Businesses, take steps now to ensure your website rankings and visibility aren't affected when Google's 'Panda' strikes
So how might Google’s Panda go about judging content quality?
The most likely explanation is that Panda is a combination of more emphasis on user click data and a revised document level classifier.
User click data concerns the behaviour of real users, during and immediately after their engagement with the SERPs (search engine results pages). Google can track click through rates (CTRs) on natural search results easily. It can also track the length of time a user spends on a site, either by picking up users who immediately hit the back button and go back to the SERPs, or by collating data from the Google Toolbar or any third party toolbar that contains a PageRank meter. This collective in all probability provides enough data to draw conclusions about user behaviour.
Using it, Google might conclude that pages are more likely to contain low value content if a significant proportion of users display any of the following behaviours:
-Rarely clicking on the suspect page, despite the page ranking in a position that would ordinarily generate a significant number of clicks
-Clicking on the suspect page, then returning to the SERPs and clicking a different result instead
-Clicking on the suspect page, then returning to the SERPs and revising their query (using a similar but different search term)

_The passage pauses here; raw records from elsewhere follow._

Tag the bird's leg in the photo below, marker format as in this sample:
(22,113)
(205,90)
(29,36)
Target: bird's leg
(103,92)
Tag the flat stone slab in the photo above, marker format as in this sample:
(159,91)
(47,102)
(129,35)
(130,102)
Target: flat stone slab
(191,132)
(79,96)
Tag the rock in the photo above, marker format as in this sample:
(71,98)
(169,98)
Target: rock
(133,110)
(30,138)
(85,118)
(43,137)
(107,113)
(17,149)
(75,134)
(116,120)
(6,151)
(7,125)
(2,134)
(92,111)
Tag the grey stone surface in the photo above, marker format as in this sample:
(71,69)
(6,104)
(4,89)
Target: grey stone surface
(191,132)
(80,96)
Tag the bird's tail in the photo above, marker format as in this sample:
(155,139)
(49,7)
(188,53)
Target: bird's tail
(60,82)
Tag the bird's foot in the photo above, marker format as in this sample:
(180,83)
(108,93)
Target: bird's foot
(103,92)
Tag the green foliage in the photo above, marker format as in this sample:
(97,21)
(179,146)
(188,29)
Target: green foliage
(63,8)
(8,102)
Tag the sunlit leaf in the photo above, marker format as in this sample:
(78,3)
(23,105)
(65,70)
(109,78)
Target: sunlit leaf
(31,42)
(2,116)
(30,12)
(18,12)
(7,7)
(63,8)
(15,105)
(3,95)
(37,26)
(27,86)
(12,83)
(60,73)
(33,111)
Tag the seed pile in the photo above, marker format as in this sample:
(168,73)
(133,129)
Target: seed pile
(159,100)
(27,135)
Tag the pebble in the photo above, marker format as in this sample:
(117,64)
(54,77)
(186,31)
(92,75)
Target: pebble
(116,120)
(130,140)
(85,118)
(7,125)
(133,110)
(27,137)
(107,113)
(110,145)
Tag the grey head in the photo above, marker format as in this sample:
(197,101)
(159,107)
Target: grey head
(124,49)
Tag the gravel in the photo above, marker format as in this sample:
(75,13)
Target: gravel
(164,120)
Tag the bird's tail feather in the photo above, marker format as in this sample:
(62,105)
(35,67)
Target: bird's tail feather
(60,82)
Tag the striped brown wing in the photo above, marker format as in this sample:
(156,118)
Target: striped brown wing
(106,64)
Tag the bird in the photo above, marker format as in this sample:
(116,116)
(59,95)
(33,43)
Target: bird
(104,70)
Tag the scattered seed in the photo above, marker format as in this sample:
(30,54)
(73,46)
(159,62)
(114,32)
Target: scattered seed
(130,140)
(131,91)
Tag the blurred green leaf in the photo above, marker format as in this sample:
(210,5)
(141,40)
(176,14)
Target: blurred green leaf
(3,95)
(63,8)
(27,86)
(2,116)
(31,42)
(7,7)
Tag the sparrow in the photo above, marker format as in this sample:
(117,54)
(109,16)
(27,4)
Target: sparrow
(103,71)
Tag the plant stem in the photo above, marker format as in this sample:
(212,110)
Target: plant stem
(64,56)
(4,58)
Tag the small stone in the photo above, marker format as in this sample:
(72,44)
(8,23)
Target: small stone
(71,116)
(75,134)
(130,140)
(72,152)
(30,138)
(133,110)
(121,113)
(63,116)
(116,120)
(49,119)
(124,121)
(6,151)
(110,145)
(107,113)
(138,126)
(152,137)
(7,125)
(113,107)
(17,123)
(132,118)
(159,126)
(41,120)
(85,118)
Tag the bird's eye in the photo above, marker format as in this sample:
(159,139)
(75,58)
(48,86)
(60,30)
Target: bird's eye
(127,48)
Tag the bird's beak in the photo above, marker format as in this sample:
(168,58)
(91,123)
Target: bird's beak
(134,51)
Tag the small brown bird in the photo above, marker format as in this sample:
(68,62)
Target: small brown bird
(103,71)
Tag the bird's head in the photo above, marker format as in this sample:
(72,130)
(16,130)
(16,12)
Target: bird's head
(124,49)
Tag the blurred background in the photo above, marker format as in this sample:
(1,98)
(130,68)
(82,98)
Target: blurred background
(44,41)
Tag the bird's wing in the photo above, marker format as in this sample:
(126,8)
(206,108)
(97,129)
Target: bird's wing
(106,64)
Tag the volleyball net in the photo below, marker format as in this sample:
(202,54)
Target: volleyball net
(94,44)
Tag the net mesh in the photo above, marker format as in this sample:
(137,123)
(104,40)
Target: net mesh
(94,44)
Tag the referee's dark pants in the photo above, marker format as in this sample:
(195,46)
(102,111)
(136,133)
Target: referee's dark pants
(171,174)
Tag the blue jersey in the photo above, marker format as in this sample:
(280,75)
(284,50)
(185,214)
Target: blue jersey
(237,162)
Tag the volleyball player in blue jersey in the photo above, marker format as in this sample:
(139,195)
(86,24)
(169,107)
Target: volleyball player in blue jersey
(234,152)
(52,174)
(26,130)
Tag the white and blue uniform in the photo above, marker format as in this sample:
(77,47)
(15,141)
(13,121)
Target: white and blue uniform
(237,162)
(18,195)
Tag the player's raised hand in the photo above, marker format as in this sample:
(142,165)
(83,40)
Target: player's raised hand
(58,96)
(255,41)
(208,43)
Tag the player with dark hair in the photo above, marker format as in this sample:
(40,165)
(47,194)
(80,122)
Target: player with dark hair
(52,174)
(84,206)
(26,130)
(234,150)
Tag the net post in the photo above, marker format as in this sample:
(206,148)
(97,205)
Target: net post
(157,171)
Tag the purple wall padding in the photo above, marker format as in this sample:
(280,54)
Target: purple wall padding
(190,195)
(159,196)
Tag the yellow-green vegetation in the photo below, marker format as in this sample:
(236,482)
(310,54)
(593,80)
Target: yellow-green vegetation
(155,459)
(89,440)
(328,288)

- Clicking on the suspect page, then immediately or quickly leaving the site entirely
What might constitute "quickly" in this context?
Google probably compares the engagement time against other pages of similar type, length and topic, for example. We know it has strongly considered using user click data in this way. It filed (and was granted), a patent called method and apparatus for classifying documents based on user inputs. It is likely Google only uses this data heavily in combination with other signals as user click data as a quality signal, is highly susceptible to manipulation. Hence it’s historically being such a minor part of search engine algorithms. Google could give a percentage likelihood of a page containing low value content, and then any page that exceeds a certain percentage threshold might be analysed in terms of its user click data. This keeps such data as confirmation of low quality only, rather than a signal of quality (high or low) in its own right. So it cannot be abused by webmasters eager to unleash smart automatic link clicking bots on the Google SERPs.

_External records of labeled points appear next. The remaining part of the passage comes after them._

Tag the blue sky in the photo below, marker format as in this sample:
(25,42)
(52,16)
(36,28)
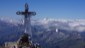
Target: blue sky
(58,9)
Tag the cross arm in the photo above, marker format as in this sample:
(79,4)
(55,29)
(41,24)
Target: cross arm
(20,13)
(32,13)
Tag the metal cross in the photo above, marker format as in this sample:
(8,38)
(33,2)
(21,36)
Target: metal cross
(27,16)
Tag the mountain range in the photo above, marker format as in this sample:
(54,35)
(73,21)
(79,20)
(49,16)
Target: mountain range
(49,33)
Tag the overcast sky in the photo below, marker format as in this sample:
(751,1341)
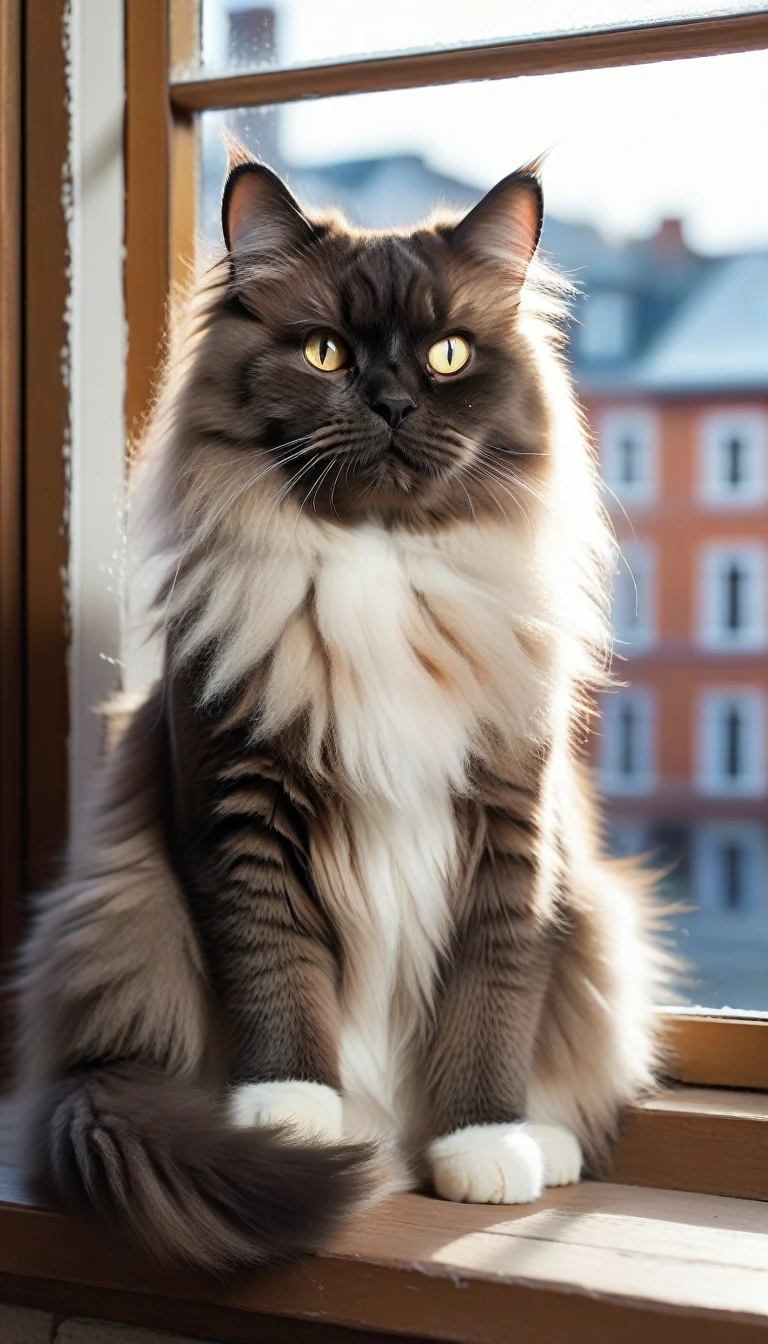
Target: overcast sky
(627,145)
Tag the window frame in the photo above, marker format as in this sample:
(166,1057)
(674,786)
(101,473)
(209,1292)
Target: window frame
(713,559)
(712,702)
(160,156)
(613,782)
(643,422)
(712,430)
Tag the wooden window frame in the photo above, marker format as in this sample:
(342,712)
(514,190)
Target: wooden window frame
(160,153)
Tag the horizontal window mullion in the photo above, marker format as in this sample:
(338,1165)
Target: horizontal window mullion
(638,45)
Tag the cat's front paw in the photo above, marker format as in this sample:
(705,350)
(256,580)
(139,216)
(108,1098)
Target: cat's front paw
(310,1110)
(561,1151)
(487,1164)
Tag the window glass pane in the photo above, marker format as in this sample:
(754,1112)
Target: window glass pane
(632,211)
(242,35)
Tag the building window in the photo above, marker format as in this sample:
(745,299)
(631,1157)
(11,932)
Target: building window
(627,742)
(634,597)
(605,332)
(729,870)
(735,453)
(732,606)
(628,452)
(732,731)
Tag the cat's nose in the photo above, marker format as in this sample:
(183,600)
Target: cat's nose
(394,409)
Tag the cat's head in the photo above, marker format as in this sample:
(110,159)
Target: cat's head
(382,374)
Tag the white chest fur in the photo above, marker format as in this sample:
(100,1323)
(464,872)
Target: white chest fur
(406,707)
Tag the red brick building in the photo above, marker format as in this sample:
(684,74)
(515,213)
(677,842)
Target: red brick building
(682,750)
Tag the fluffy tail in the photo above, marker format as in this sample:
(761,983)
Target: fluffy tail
(159,1159)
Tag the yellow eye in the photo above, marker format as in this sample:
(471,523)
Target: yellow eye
(326,352)
(448,355)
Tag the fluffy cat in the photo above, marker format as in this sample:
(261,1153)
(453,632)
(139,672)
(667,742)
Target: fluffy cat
(338,915)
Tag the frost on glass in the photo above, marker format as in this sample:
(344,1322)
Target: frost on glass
(240,35)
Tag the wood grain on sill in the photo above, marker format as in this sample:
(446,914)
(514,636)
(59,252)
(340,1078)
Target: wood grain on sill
(581,1264)
(697,1139)
(716,1050)
(596,1261)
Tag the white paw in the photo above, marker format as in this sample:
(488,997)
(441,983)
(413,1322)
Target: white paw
(312,1110)
(487,1164)
(562,1159)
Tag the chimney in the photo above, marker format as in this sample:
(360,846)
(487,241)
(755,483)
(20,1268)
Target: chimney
(667,243)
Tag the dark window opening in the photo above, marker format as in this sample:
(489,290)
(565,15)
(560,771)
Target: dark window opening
(628,461)
(735,461)
(627,746)
(735,585)
(733,875)
(733,745)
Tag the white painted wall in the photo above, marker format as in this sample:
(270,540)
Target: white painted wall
(97,362)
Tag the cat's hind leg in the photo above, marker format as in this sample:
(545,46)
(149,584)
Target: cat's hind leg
(597,1043)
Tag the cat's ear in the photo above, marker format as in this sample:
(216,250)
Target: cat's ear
(258,213)
(505,226)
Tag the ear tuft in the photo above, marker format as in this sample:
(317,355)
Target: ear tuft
(505,226)
(258,213)
(236,151)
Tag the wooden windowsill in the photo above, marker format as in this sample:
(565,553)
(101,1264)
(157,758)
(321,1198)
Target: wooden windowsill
(600,1261)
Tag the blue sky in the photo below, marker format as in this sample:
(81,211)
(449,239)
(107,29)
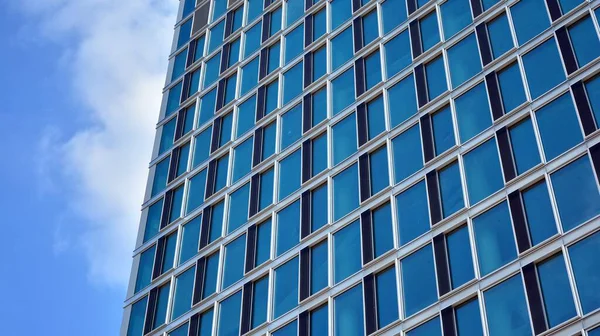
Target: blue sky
(80,91)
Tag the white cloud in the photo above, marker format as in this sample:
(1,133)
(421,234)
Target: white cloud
(115,54)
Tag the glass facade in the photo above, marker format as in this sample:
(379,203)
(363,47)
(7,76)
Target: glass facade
(397,167)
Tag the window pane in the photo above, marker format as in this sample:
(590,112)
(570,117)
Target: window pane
(483,172)
(291,126)
(530,19)
(460,261)
(345,192)
(344,139)
(229,315)
(238,208)
(182,298)
(450,189)
(288,228)
(412,212)
(397,50)
(387,297)
(402,101)
(348,313)
(558,117)
(346,252)
(456,15)
(463,59)
(418,280)
(506,309)
(586,270)
(233,262)
(286,288)
(538,212)
(494,238)
(289,174)
(318,264)
(342,89)
(543,67)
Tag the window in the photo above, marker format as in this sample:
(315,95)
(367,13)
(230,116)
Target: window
(556,290)
(443,130)
(558,117)
(511,87)
(543,67)
(145,266)
(450,189)
(291,126)
(341,10)
(456,15)
(229,315)
(246,115)
(435,74)
(266,188)
(394,13)
(342,90)
(506,308)
(289,174)
(285,296)
(253,36)
(412,212)
(378,171)
(260,291)
(318,208)
(538,211)
(238,208)
(182,298)
(372,70)
(473,112)
(463,59)
(197,185)
(402,102)
(341,48)
(530,19)
(346,252)
(584,40)
(263,243)
(210,278)
(288,228)
(483,172)
(319,321)
(137,318)
(418,280)
(430,34)
(319,154)
(460,260)
(344,139)
(190,237)
(468,318)
(387,294)
(318,267)
(153,220)
(348,316)
(383,233)
(345,192)
(397,51)
(294,42)
(233,261)
(576,193)
(292,83)
(494,238)
(586,271)
(319,106)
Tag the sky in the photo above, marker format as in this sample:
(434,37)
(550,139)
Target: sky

How might Google arrive at this "low value content" score in the first place?
A "document level classifier" (which Google announced a redesign to in a blog post late January), is the part of the search engine that decides such things as what language a document is written in and what type of document it is (blog post, news, research paper, patent, recipe etc.). It could also be used to determine whether a document is spam, or contains low value content. For example, it might look for content with excessive repetition of a particular key word and lacking in semantic variation unlike a naturally written document, content with little supporting video and/or images, content containing keywords but few proper sentences (indicating it could be machine generated) or newly created content too closely aligned with keywords regularly searched for (a hallmark of content farms).
It is possible the first algorithm update of the year i.e. in January, was the roll out of the document level classifier, and Panda added the additional layer of user click data. Or, the new classifier may only have been "soft launched" on a few data centres or for internal testing, before being rolled out alongside the user click data component.
Google's "Personal Blocklist" Chrome Extension to help validate quality content
Some in the industry are nervous of Google making qualitative judgements about content quality. There is a way for Google to validate what its algorithm believes are low quality content sites against real user feedback - the Personal Blocklist for its browser, Google Chrome. Launched in mid-February, the extension lets Chrome users block specific sites from appearing in their search results on Google, and passes back information about what sites are being blocked to Google. However, Google claims that the Personal Blocklist has no algorithmic impact on rankings (yet).
This is credible as not enough time has as yet elapsed to properly analyse and build the data into the algorithm. However, I would not completely rule out the use of this data in the future and in a similar capacity to click data – a second or third line validation of assumptions Google has already made about quality in other ways. Indeed, Google itself has pointed out it has compared the sites affected by Panda to the sites people are blocking with Personal Blocklist saying “we were very pleased that the preferences our users expressed by using the extension are well represented."